Abstract
Background
Globally, studies show that patients with a higher body mass index (BMI) are at increased risk for severe sequelae of SARS-CoV2 infection, increasing the need for hospitalization and mechanical ventilation, ultimately increasing the risk of mortality.
Study Design
This study considers 18 comorbidities and mortality in 229 out of 1082 patients admitted to Northeast Alabama Regional Medical Center for SARS-CoV2 infection between May 2020 and January 2021. All statistical analyses were performed in Microsoft Excel and R Studio.
Results
Using mortality as the primary outcome among five BMI classes (<18, 18-25, 25-30, 30-35, and >35), Fisher’s exact test was significant for goodness of fit (p=0.010) but not significant for independence (p=0.92).

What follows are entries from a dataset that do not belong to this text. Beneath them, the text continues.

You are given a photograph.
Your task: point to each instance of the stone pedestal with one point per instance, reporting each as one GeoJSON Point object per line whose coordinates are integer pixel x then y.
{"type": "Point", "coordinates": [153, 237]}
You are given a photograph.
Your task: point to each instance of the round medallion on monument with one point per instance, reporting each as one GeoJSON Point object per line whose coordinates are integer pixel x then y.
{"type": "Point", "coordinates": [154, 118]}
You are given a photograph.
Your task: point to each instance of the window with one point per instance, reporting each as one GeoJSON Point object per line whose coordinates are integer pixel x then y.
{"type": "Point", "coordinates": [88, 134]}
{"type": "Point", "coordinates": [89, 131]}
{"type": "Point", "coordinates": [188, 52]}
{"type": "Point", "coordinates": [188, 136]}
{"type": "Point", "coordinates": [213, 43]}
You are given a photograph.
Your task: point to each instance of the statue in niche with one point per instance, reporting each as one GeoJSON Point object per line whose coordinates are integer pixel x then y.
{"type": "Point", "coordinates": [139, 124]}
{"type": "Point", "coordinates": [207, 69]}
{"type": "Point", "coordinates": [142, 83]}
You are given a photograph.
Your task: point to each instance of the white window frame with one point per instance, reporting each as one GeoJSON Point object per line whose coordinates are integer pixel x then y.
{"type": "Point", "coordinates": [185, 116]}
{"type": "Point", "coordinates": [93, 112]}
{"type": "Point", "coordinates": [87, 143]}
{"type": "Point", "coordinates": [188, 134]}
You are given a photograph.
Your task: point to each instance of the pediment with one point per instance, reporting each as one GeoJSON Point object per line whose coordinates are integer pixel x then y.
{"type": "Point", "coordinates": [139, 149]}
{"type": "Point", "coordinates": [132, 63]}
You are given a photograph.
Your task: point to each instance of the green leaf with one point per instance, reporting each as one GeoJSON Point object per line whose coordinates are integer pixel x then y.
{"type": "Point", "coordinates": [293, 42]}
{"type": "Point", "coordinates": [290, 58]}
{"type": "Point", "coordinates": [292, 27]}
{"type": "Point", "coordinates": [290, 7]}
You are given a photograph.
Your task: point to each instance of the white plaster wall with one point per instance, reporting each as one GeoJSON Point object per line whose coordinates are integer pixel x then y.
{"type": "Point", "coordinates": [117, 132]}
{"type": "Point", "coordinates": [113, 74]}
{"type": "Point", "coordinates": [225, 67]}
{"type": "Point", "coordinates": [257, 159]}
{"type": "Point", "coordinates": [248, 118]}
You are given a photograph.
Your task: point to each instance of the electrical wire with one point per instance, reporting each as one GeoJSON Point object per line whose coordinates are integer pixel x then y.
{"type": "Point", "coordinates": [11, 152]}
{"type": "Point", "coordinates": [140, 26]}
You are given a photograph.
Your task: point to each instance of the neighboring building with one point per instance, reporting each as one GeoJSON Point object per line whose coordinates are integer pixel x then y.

Ventilation requirements increased with BMI (p=0.0070), but did not increase mortality across weight classes (p=0.30). Cox proportional hazards adjusted for Age and CKD stage captured 34/41 total deaths and yielded a significant model (p=0.0030, 6df, concordance 0.702). For the same length of stay, every additional year of age corresponds to a 2% increase in mortality (HR 1.019, 95% CI [1.008, 1.029], p=0.00050).
Conclusions
In our sample of community hospital patients, BMI is not a significant predictor of mortality, although higher BMI is associated with increased need for mechanical ventilation. Age is a significant predictor of mortality, which has been well established. Limitations include small sample size (n=226 with 41 deaths) and inconsistent documentation of covariables in the medical records. Ongoing data collection may elucidate potential deviation from the globally reported association between obesity and SARS-CoV2 mortality.